Copepoda
External morphology

The classification of the copepods is largely based on body tagmosis (division into functional regions) and segmentation and armature of the various limbs. The terminology adopted here for the description of the external morphology of copepods follows that of Huys and Boxshall (1991). The major body articulation subdivides the body into an anterior part - the prosome (Pr) - and a posterior part - the urosome (Ur) (Fig. Co.1a , Structure of Calanoid body).

The anterior region of the prosome, covered by the dorsal cephalic shield, is the cephalosome (Ce) which comprises the five cephalic somites bearing the antennules (A1), antennae (A2), mandibles (Md), maxillules (Mx1) and maxillae (Mx2), respectively, and the first thoracic segment bearing the maxillipeds (Mxp).

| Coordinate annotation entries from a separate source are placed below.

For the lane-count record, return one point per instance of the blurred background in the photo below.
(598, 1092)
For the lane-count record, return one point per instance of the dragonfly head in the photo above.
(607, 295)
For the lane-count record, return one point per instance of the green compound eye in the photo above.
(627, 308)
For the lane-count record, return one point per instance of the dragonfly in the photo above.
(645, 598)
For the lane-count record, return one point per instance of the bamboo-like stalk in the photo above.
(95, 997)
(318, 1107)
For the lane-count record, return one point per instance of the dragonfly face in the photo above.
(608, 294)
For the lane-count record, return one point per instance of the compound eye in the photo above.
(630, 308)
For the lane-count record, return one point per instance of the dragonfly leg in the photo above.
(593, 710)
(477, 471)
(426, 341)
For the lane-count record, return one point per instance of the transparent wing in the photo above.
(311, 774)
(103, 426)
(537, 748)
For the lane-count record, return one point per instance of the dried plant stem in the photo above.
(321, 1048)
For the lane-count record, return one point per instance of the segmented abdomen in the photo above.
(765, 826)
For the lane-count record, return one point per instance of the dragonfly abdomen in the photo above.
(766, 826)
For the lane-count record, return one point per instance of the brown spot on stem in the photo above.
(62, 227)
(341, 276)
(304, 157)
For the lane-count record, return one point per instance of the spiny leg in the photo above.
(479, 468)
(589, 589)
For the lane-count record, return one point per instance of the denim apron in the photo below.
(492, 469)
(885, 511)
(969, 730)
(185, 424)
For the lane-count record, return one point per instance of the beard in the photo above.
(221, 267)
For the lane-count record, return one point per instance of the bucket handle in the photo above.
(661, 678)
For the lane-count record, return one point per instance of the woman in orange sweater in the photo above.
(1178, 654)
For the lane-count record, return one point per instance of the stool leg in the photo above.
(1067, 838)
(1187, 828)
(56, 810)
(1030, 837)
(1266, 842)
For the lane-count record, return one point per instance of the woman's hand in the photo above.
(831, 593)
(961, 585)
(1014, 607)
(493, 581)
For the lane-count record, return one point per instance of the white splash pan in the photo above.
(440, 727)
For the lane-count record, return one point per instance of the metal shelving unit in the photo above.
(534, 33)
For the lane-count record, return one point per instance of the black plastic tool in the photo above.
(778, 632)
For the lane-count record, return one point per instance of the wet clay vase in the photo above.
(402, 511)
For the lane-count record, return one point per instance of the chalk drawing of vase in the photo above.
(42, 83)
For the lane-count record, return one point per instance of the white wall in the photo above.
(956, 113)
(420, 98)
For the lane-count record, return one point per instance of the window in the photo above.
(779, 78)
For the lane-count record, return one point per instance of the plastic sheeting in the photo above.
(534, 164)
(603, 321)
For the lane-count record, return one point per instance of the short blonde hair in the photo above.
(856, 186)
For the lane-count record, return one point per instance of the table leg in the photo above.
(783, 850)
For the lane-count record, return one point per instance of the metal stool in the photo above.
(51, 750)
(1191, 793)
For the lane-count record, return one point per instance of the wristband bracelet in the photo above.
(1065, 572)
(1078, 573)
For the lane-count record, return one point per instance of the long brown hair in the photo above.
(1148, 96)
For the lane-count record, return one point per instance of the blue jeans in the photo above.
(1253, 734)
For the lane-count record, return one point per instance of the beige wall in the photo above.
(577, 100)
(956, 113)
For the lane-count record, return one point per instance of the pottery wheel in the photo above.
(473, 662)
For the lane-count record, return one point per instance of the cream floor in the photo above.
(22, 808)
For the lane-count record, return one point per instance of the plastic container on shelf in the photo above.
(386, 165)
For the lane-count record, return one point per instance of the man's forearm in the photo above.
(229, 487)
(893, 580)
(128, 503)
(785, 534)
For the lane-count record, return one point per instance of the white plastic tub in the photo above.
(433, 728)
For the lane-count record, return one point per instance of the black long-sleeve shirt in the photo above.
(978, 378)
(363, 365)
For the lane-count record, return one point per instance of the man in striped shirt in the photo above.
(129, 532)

—Structure of Calanoid body and moutparts:

(Fig. Co.1a , Structure of Calanoid body)
(Fig. Co.1b , A1 antennule)
(Fig. Co.1c , A2 antenna)
(Fig. Co.1d , Md mandible)
(Fig. Co.1e , Mxp maxilliped)
(Fig. Co.1f , Mx1 maxillule)
(Fig. Co.1g , Mx2 maxilla)

In many copepods the second thoracic somite is also fused to the cephalosome, forming a cephalothorax. This somite bears the first pair of swimming legs (P1) and is called the first pedigerous somite (Pd1). There are seven postcephalic thoracic somites: the maxilliped-bearing somite, five pedigerous somites (Pd1-5), each bearing a pair of swimming legs (P1-P5) (Fig. Co.2), and the genital somite.

The seventh thoracic or genital somite (Gns) bears the sixth pair of legs (P6) which are highly modified and form the opercula that close off the paired female genital apertures (Huys and Boxshall, 1991).

Each pair of swimming legs is joined by an intercoxal sclerite which may be fused to the coxae. The swimming legs usually have two basal segments:
coxa (C) and basis (B). Two rami are articulated to the basis: an outer exopod (Exp) and inner endopod (Enp). The exopod and endopod are boardered by spines and/or setae which are denoted in the family descriptions according to the formula system of Sewell (1949) (Fig. Co.2).

— Comparison of the developmental pattern in podoplean and gymnoplean copepods (Fig. Co.3):

Within the Copepoda there are two major plans of body organization (tagmosis) into an anterior prosome and a posterior urosome, separated by the major body articulation (asterisks inFig. Co.3). In the gymnoplean tagmosis (Platycopioida and Calanoida) the major body articulation is located between the fifth pedigerous somite (Pd5) (= sixth thoracic somite), primitively bearing the P5, and the genital somite. In the podoplean type of tagmosis (all remaining copepod orders) the major articulation primitively lies between Pd4 and Pd5 (between fifth and sixth thoracic somites).

In gymnopleans, the urosome includes the anterior somite corresponding to the seventh thoracic somite (=genital somite). In females of Calanoida it is usually fused with the first abdominal somite, forming a genital double-somite.

The abdomen is the limbless postgenital region of the body. In podopleans the urosome comprises the sixth thoracic somite bearing the P5, the seventh thoracic somite and five abdominal somites. In the majority of Harpacticoida, Poecilostomatoida and Cyclopoida the female second and third urosomites (=seventh thoracic segment and first abdominal somites) are usually fused to form a genital double-somite. The difference between gymnopleans and podopleans may be observed even in the early copepodite development (Fig. Co.3). The last somite of the urosome is the anal somite bearing a pair of caudal rami (CR).

A detailed review of the literature on the copepod internal anatomy may be found in Blades-Eckelbarger (1986) and Brodsky et al., (1983). The original studies on the internal anatomy of Calanus finmarchicus and Epilabidocera amphitrites were made by Lowe (1935) and Park (1966), respectively. Comparative studies of copepod skeletomusculature were published by Boxshall (1985, 1990).